Maka setelah Ibrahim dan Ismail melaksanakan perintah Allah tersebut dengan ikhlas, merdekalah keduanya. Tak ada lagi belenggu yang menghalanginya, dan telah sampailah mereka berdua pada tujuannya: Tuhan.
Namun kemerdekaan yang dimaksud bukan berarti meninggalkan urusan dunia sama sekali. Kemerdekaan itu membebaskan diri dari belenggu. Artinya urusan dunia jangan sampai membelenggu manusia untuk mencapai tujuannya yang hakiki. Jika seorang manusia kemudian meninggalkan semua urusan dunia untuk terus menerus beribadah kepada Tuhannya, maka tanpa disadari dia telah membuat belenggu baru yang menghalanginya dari tujuannya semula: ego manusia. Ego? Benarkah meninggalkan semua urusan dunia, meninggalkan anak istri, meninggalkan harta kekayaan untuk terus menerus beribadah kepadaNya adalah sebuah bentuk keegoisan manusia?

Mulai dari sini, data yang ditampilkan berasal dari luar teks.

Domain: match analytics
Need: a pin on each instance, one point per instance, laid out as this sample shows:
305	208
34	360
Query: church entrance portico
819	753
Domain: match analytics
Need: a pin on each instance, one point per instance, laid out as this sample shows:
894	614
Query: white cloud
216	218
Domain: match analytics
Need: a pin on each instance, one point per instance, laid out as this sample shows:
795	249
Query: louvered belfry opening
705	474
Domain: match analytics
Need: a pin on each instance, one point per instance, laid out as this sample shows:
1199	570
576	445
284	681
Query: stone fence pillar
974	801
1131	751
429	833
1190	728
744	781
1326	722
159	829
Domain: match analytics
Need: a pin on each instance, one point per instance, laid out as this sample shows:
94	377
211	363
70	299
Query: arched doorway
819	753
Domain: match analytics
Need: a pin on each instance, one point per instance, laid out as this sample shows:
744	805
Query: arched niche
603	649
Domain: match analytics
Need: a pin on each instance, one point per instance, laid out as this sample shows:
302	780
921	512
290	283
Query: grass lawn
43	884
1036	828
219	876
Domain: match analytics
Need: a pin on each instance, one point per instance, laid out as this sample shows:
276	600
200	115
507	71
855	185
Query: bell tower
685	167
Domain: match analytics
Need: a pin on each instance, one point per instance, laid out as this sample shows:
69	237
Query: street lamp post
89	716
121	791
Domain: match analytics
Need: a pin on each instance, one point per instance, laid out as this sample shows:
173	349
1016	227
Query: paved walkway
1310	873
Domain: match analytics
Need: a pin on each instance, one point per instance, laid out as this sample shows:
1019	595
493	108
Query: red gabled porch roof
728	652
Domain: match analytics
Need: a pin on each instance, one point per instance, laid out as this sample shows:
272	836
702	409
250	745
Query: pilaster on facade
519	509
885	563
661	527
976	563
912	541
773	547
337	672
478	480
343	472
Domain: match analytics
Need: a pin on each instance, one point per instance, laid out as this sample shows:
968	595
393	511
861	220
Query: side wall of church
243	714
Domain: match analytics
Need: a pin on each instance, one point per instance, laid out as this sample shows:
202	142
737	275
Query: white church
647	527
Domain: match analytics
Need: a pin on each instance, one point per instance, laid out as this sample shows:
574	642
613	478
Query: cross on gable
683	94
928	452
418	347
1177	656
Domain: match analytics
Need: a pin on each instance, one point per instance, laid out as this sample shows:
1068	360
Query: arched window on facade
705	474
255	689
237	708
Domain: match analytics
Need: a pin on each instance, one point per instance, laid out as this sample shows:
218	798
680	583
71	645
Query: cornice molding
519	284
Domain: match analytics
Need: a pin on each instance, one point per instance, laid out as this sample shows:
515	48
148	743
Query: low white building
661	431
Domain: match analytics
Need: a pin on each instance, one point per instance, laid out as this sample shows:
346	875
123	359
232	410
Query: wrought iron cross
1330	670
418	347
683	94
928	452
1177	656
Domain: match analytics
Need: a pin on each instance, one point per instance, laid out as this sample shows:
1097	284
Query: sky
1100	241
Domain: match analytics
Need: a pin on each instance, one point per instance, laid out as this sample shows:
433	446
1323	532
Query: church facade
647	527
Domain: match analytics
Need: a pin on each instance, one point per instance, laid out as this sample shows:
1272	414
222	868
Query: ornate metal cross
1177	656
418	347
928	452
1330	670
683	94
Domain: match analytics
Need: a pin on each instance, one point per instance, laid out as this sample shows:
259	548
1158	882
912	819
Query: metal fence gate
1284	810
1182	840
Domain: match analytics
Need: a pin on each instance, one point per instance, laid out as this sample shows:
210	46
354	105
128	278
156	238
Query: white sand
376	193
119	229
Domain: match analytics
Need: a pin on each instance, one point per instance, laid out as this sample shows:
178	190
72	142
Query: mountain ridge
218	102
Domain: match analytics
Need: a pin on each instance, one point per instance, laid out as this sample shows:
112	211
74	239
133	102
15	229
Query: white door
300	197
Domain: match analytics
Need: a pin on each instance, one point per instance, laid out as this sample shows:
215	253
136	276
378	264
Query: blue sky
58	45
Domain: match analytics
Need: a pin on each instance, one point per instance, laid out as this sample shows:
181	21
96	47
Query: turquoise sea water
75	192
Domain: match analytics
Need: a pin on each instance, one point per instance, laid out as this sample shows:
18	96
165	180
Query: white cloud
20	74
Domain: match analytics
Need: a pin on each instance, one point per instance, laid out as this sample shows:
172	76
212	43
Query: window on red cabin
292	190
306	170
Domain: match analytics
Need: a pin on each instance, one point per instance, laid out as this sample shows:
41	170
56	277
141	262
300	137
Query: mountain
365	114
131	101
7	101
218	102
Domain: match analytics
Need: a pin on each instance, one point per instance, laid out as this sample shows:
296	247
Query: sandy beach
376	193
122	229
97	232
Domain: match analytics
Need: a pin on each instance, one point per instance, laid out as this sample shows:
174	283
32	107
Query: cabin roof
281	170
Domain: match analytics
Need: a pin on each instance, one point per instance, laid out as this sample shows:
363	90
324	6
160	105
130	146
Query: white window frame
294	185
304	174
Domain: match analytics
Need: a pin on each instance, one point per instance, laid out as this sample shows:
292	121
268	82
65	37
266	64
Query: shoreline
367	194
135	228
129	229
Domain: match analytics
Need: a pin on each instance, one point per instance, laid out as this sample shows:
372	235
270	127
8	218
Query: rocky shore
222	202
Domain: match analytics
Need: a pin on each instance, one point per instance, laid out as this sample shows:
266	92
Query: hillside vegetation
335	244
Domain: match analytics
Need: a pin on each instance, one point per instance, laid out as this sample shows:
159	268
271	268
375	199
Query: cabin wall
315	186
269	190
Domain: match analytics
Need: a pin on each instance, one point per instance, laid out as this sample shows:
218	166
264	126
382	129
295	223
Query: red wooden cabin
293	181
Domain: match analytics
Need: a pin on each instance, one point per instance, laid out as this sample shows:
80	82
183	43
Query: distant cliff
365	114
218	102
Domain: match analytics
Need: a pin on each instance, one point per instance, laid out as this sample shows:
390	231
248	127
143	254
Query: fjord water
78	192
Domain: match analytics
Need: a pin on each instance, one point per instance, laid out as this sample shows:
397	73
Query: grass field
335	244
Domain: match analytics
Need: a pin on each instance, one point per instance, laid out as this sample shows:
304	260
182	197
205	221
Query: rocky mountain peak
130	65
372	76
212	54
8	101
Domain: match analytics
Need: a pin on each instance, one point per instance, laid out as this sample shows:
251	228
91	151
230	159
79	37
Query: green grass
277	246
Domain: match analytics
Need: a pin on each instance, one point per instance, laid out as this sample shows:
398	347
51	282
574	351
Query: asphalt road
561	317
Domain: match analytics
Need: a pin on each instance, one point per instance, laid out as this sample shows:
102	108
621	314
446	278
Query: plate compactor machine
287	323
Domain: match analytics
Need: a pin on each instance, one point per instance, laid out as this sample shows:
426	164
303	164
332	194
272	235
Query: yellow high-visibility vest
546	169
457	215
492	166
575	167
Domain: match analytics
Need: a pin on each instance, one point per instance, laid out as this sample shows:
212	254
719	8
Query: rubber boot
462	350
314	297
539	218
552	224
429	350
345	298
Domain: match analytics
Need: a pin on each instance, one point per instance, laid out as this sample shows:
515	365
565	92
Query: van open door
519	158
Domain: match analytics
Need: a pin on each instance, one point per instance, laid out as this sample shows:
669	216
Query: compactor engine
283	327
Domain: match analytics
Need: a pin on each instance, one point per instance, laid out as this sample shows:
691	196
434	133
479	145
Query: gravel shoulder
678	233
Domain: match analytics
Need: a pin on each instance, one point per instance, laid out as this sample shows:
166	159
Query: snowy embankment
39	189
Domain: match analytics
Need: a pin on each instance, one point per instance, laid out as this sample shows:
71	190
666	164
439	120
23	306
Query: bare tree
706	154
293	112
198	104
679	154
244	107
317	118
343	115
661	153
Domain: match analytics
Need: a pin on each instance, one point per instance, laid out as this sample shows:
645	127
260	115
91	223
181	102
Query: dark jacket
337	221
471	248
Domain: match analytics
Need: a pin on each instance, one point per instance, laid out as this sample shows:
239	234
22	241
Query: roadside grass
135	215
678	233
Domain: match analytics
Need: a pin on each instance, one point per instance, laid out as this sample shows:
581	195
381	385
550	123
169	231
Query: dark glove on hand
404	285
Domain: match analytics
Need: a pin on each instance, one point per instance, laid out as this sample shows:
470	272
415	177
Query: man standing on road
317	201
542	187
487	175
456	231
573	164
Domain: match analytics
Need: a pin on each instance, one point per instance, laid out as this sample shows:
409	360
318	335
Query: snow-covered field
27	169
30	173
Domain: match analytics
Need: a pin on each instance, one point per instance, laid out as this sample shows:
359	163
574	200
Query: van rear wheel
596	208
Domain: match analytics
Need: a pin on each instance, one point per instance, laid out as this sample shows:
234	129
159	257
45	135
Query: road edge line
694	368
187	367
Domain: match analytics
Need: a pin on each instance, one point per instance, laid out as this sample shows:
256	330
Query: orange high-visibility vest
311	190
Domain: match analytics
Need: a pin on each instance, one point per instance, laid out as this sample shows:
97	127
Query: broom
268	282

Menurutku ya. Sebuah keegoisan manusia yang meninggalkan tanggung jawabnya sebagai manusia hanya untuk mendapatkan pahala bagi dirinya sendiri. Sekaligus sebuah kedangkalan pemikiran ketika beranggapan bahwa beribadah hanyalah terus menerus bersujud kepada Tuhan. Padahal Allah mewajibkan berzakat, memberi makan anak yatim dan menjai khalifah di muka bumi.
“Dan (ingatlah) ketika Tuhanmu berfirman kepada para malaikat, “Aku hendak menjadikan khalifah di bumi,” Mereka berkata, “Apakah Engkau hendak menjadikan orang yang merusak dan menumpahkan darah di sana, sedangkan kami bertasbih memuji-Mu dan menyucikan nama-Mu?” Dia berfirman, “Sungguh, Aku mengetahui apa yang tidak kamu ketahui.” (QS Al-Baqarah: 30)
Maka, habluminallah tidak akan tercapai tanpa membangun habluminannas.
Sehingga seorang manusia merdeka mampu membebaskan dirinya dari belenggu-belenggu keduniawian. Tak ada rasa khawatir dengan dunia, namun bukan berarti tidak peduli dengan urusan dunia. Justru dengan kemerdekaannya itulah dia selalu beramal, berbakti dan mengabdi untuk membangun lingkungan di sekitarnya, karena iman, tak akan ada artinya tanpa amal. Justru dengan kemerdekaannya itulah dia tidak pernah menjauh dari masyarakatnya, lingkungannya, dan rakyatnya, namun dunia tak pernah berhasil menipunya.